SherLIiC: A Typed Event-Focused Lexical Inference Benchmark for Evaluating Natural Language Inference
This provides a new, harder benchmark for evaluating natural language inference systems, which is incremental as it builds on existing testbeds.
The authors introduced SherLIiC, a benchmark for lexical inference in context with 3985 annotated inference rule candidates, and demonstrated that it is more challenging than existing testbeds, as state-of-the-art NLI systems struggle on it.

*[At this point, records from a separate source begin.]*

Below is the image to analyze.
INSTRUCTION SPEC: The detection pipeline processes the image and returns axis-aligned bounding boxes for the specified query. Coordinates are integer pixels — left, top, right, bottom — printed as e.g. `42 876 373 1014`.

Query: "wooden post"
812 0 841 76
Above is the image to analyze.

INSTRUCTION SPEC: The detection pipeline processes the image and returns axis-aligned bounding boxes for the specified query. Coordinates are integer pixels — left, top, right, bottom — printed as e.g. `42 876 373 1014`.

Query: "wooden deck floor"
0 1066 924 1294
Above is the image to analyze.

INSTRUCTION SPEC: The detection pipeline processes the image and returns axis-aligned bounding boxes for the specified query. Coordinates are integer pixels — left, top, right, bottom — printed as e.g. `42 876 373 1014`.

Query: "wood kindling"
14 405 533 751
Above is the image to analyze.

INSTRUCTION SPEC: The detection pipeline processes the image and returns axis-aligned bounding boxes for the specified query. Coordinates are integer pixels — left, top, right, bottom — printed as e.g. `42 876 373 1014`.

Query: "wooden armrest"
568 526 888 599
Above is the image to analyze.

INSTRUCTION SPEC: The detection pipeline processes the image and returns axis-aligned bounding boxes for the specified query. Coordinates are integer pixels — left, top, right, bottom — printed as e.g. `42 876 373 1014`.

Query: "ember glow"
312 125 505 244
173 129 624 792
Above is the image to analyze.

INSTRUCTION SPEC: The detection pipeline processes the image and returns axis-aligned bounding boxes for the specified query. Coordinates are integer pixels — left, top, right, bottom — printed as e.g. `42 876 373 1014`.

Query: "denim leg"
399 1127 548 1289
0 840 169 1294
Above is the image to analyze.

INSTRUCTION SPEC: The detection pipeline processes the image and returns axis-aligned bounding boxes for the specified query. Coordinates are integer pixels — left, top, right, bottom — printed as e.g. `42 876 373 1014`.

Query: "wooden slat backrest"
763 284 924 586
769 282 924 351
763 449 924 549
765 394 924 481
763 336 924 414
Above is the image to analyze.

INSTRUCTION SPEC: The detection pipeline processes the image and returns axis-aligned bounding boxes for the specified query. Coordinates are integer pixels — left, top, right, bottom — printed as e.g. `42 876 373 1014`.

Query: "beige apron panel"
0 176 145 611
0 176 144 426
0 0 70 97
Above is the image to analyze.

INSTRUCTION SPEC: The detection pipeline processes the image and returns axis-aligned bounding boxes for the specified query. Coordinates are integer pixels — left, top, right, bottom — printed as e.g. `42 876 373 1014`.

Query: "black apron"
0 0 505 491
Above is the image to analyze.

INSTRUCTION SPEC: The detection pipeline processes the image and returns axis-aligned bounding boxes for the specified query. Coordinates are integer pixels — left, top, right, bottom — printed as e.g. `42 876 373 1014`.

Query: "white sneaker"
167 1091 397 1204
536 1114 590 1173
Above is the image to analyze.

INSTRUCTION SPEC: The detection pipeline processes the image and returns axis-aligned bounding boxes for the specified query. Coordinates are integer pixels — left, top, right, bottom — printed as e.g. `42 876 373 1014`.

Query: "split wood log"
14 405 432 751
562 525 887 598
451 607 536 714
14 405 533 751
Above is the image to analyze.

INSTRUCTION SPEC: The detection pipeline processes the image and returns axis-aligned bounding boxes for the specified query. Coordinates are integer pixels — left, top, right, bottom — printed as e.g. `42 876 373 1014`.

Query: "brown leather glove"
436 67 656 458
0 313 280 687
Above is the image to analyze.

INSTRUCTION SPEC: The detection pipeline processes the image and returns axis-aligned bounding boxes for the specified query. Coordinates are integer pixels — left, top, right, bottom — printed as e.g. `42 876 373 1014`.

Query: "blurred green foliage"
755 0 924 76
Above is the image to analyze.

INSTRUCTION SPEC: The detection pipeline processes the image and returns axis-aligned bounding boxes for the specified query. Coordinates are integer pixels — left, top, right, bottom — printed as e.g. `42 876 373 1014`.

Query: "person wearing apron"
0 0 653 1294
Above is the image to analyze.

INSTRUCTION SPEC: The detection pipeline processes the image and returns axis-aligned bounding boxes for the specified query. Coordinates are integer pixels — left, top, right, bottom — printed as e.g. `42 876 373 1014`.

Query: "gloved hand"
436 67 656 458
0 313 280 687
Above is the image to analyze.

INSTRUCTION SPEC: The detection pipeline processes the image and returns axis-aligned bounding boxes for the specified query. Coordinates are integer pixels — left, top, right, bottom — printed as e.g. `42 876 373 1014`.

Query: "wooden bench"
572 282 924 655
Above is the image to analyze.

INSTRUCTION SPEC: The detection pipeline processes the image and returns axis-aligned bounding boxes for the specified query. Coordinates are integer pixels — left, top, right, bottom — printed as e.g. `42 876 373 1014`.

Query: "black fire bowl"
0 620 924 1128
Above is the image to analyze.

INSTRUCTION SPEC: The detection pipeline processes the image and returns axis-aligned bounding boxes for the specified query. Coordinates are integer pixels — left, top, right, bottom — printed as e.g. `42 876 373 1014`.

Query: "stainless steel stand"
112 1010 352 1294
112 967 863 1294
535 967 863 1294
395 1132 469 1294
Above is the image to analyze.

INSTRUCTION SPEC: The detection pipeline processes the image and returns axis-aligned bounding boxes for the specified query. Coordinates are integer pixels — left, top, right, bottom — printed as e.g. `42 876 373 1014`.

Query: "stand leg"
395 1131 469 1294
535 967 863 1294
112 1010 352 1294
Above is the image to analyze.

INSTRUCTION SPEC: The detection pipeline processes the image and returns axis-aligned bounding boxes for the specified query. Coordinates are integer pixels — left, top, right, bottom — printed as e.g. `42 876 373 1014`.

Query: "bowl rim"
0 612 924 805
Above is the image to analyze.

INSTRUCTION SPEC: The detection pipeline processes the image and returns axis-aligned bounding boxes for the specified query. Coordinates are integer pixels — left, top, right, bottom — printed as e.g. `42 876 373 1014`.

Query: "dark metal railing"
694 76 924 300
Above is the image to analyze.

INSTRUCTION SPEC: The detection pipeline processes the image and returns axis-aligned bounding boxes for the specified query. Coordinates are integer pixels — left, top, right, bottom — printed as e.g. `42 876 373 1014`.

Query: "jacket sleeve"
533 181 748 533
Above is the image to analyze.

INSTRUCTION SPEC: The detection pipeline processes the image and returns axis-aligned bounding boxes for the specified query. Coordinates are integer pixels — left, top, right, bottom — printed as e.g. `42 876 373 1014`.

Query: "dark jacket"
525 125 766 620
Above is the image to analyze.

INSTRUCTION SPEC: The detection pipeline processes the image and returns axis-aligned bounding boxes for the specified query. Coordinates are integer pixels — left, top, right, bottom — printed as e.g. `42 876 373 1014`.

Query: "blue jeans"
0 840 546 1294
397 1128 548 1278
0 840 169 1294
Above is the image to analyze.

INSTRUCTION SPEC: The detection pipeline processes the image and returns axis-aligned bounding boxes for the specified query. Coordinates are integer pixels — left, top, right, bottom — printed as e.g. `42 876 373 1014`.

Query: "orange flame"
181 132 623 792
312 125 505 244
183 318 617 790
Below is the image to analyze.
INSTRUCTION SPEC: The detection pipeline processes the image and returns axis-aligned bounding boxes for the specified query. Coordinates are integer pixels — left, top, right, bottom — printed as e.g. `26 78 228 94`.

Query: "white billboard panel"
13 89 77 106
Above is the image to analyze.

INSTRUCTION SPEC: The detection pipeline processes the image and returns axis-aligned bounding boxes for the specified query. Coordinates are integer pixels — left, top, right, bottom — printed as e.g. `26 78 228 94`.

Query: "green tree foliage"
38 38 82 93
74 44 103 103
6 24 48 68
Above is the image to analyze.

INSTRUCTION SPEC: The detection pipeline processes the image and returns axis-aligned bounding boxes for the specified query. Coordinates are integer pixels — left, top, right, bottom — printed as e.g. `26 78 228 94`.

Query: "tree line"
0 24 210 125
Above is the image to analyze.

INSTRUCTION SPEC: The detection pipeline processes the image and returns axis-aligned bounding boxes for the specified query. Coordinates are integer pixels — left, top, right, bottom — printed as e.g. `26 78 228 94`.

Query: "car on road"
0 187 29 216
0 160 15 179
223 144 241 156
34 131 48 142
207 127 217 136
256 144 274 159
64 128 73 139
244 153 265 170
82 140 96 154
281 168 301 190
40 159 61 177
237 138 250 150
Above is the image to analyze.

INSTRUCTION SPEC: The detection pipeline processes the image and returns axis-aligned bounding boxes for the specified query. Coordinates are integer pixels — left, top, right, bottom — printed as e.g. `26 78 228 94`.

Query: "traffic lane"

We present SherLIiC, a testbed for lexical inference in context (LIiC), consisting of 3985 manually annotated inference rule candidates (InfCands), accompanied by (i) ~960k unlabeled InfCands, and (ii) ~190k typed textual relations between Freebase entities extracted from the large entity-linked corpus ClueWeb09. Each InfCand consists of one of these relations, expressed as a lemmatized dependency path, and two argument placeholders, each linked to one or more Freebase types. Due to our candidate selection process based on strong distributional evidence, SherLIiC is much harder than existing testbeds because distributional evidence is of little utility in the classification of InfCands. We also show that, due to its construction, many of SherLIiC's correct InfCands are novel and missing from existing rule bases. We evaluate a number of strong baselines on SherLIiC, ranging from semantic vector space models to state of the art neural models of natural language inference (NLI). We show that SherLIiC poses a tough challenge to existing NLI systems.